FWIW, IBM has a wonderful speech to text API...I've put together a repo of examp...

pbw · on Feb 25, 2016

It took me a while to understand what you did here. I was waiting for some kind of subtitles showing the recognition ability.

But you are saying you performed speech recognition on the full video then edited it according to where the words you targeted were found. I liked the bomb/terrorist one, the others didn't seem to be "saying" anything.

danso · on Feb 25, 2016

Yeah, I was a bit lazy...I could have used moviepy (which I currently use, but merely as a wrapper around ffmpeg) to add subtitles to show which identified word was identified...I'm hoping to make this into a command-line tool for myself to quickly transcribe things...though making supercuts is just a fun way to demonstrate the concepts.

The important takeaway is that the Watson API parses a stream of spoken audio (other services, such as Microsoft's Oxford, works only on 10-second chunks, i.e. optimized for user commands) and tokenizes it...what you get is a timestamp for when each recognized word appears, as well as a confidence level and alternatives if you so specify. Other speech-transcription options don't always provide this...I don't think PocketSphinx does, for example. Or sending your audio to a mTurk based transcription service.

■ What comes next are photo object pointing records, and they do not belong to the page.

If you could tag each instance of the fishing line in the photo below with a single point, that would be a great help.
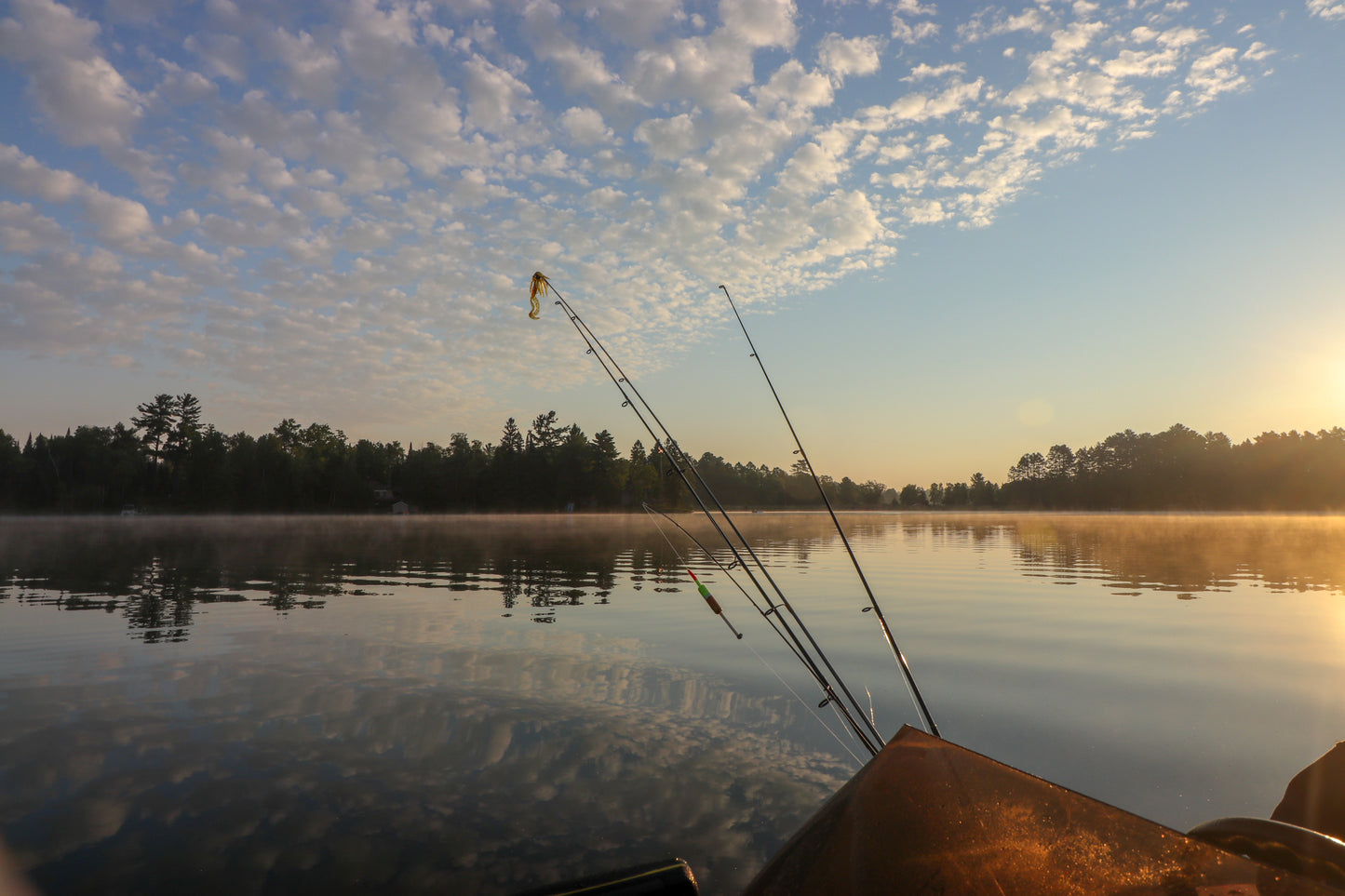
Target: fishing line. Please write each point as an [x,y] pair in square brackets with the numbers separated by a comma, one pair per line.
[872,739]
[705,592]
[765,614]
[680,461]
[873,602]
[809,706]
[763,660]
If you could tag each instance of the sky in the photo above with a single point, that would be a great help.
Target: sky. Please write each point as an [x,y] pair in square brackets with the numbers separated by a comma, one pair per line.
[957,232]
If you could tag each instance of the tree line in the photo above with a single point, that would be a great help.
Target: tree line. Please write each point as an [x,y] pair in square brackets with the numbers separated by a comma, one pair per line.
[168,461]
[1173,470]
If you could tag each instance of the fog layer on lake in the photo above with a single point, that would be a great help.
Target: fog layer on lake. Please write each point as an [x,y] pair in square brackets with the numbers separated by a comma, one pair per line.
[482,703]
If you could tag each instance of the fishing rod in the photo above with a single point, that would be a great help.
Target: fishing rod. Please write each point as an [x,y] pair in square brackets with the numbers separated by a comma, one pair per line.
[873,602]
[868,732]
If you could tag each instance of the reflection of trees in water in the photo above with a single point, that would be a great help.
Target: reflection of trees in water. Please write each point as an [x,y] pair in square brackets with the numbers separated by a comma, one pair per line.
[157,570]
[397,769]
[1184,554]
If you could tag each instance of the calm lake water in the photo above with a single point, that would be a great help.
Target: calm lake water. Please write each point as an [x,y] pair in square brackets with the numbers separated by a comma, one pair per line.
[483,703]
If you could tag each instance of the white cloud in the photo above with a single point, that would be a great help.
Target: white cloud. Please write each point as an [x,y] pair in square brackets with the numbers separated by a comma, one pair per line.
[1329,9]
[845,57]
[73,85]
[585,126]
[365,190]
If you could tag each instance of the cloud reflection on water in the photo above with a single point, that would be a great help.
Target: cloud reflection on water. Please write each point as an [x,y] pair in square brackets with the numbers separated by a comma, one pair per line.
[338,766]
[159,572]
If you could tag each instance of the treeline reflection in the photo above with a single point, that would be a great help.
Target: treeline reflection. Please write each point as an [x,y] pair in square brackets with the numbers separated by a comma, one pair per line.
[395,769]
[160,572]
[1184,554]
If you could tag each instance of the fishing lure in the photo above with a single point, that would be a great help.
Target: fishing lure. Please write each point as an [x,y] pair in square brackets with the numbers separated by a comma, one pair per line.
[540,284]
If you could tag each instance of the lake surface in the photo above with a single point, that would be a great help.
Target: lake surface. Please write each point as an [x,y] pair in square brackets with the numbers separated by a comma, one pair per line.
[483,703]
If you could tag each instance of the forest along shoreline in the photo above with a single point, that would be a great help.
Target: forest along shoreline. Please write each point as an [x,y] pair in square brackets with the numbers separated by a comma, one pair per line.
[168,461]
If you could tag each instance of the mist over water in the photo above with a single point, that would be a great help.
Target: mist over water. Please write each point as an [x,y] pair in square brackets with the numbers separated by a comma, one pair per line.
[480,703]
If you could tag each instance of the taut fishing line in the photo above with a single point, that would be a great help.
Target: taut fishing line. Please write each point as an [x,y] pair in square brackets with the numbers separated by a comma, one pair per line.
[755,653]
[809,651]
[873,602]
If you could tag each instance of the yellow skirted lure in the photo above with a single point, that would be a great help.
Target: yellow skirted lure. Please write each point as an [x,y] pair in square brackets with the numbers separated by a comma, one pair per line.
[540,286]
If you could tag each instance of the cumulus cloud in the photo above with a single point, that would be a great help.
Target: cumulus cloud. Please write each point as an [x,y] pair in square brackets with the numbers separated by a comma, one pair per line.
[366,190]
[1329,9]
[70,82]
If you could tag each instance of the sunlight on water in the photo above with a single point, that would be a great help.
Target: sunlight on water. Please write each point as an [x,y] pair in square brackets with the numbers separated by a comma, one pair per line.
[490,702]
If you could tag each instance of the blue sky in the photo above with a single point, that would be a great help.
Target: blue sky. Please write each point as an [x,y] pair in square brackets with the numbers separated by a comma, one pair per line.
[958,233]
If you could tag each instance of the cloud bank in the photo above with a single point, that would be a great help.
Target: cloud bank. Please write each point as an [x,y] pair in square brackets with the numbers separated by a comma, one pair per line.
[341,206]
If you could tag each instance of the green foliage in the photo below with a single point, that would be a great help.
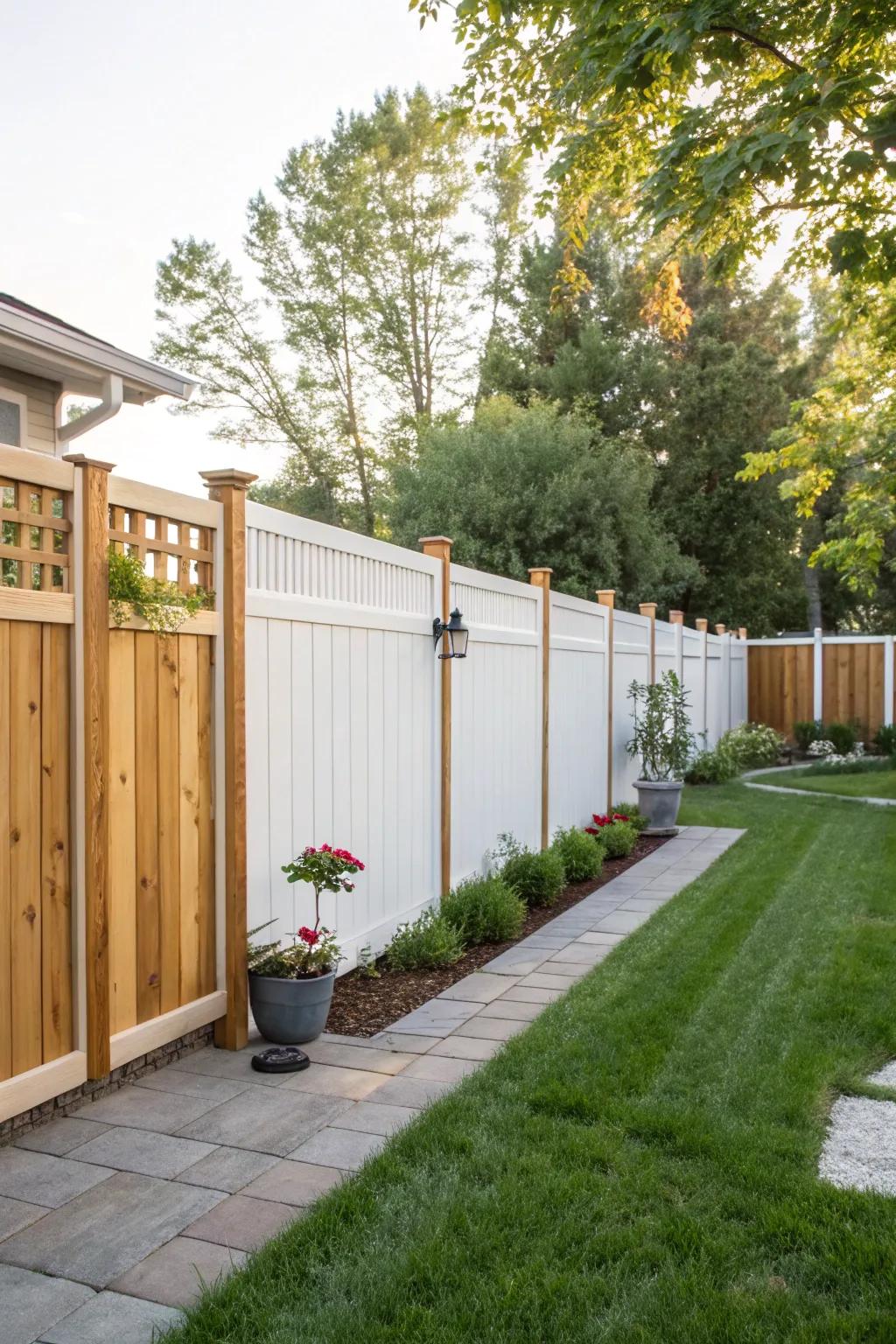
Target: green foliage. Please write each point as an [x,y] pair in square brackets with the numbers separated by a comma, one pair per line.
[484,910]
[539,486]
[537,877]
[364,286]
[662,727]
[841,735]
[161,604]
[582,855]
[429,941]
[808,732]
[886,738]
[620,839]
[751,746]
[633,812]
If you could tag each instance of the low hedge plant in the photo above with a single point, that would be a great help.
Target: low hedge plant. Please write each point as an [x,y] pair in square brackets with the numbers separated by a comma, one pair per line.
[580,854]
[537,877]
[484,910]
[424,942]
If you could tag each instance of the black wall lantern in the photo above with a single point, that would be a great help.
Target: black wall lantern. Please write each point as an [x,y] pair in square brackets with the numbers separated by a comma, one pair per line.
[457,634]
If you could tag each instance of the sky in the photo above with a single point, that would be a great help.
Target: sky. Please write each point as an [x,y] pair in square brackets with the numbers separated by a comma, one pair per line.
[125,125]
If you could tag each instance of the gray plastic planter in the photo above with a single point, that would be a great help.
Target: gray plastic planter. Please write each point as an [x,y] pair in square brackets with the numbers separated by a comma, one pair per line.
[660,802]
[290,1012]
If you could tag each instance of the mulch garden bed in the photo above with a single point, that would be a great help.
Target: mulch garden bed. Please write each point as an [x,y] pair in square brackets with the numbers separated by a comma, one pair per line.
[363,1005]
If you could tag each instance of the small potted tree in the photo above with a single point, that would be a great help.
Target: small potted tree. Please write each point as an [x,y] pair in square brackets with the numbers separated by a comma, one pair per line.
[290,988]
[664,744]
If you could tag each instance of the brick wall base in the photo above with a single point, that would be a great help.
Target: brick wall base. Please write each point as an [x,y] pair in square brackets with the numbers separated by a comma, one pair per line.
[75,1100]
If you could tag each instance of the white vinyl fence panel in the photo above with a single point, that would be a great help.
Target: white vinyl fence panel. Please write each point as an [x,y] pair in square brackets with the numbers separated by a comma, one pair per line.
[343,724]
[496,718]
[578,732]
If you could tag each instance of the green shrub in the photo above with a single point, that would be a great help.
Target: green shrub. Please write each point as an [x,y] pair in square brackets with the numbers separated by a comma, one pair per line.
[633,814]
[841,735]
[886,739]
[429,941]
[806,732]
[484,910]
[620,839]
[580,854]
[537,878]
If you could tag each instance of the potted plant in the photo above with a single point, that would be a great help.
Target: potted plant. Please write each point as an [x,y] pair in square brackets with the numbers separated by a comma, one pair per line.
[664,744]
[290,988]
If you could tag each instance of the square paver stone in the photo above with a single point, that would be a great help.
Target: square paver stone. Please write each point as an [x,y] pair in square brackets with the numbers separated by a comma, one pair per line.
[17,1214]
[60,1136]
[113,1319]
[344,1148]
[477,988]
[143,1151]
[43,1179]
[266,1121]
[32,1303]
[294,1183]
[228,1168]
[335,1081]
[376,1117]
[108,1228]
[438,1016]
[178,1271]
[242,1222]
[373,1060]
[143,1109]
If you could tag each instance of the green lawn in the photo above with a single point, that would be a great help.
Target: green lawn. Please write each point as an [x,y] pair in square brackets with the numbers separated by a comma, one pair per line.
[876,784]
[639,1166]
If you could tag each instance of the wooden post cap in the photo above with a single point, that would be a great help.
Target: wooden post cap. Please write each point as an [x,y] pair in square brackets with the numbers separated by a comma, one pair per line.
[82,460]
[228,476]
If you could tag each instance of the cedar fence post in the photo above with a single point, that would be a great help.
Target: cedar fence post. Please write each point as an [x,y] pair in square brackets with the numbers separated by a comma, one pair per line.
[439,547]
[542,578]
[606,597]
[92,750]
[228,488]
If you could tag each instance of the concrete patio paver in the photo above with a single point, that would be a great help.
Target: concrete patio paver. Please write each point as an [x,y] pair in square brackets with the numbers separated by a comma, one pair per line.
[113,1319]
[178,1271]
[32,1303]
[206,1158]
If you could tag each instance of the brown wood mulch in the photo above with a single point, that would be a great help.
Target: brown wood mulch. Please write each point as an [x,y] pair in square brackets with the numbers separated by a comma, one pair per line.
[363,1005]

Here's a little more detail about The Wire transcription, along with the JSON that Watson returns, and a simplified CSV version of it:

https://github.com/dannguyen/watson-word-watcher/tree/master...

th-ai · on Feb 25, 2016

Youtube speech recognition is getting quite good, at least for talking heads in English. Are there additional top tier API's other than the IBM?

danso · on Feb 25, 2016

AT&T has its own "Watson"...but it requires signing up for a premium account, which I think involves an upfront cost:

http://developer.att.com/apis/speech

Twilio has one that also requires payment:

https://www.twilio.com/docs/api/rest/transcription

It limits input audio to 2 minutes. And I would have to guess that its model is specifically tuned to phone messages, i.e. one speaker, relatively clear and focused audio, and certain probabilities of phrases.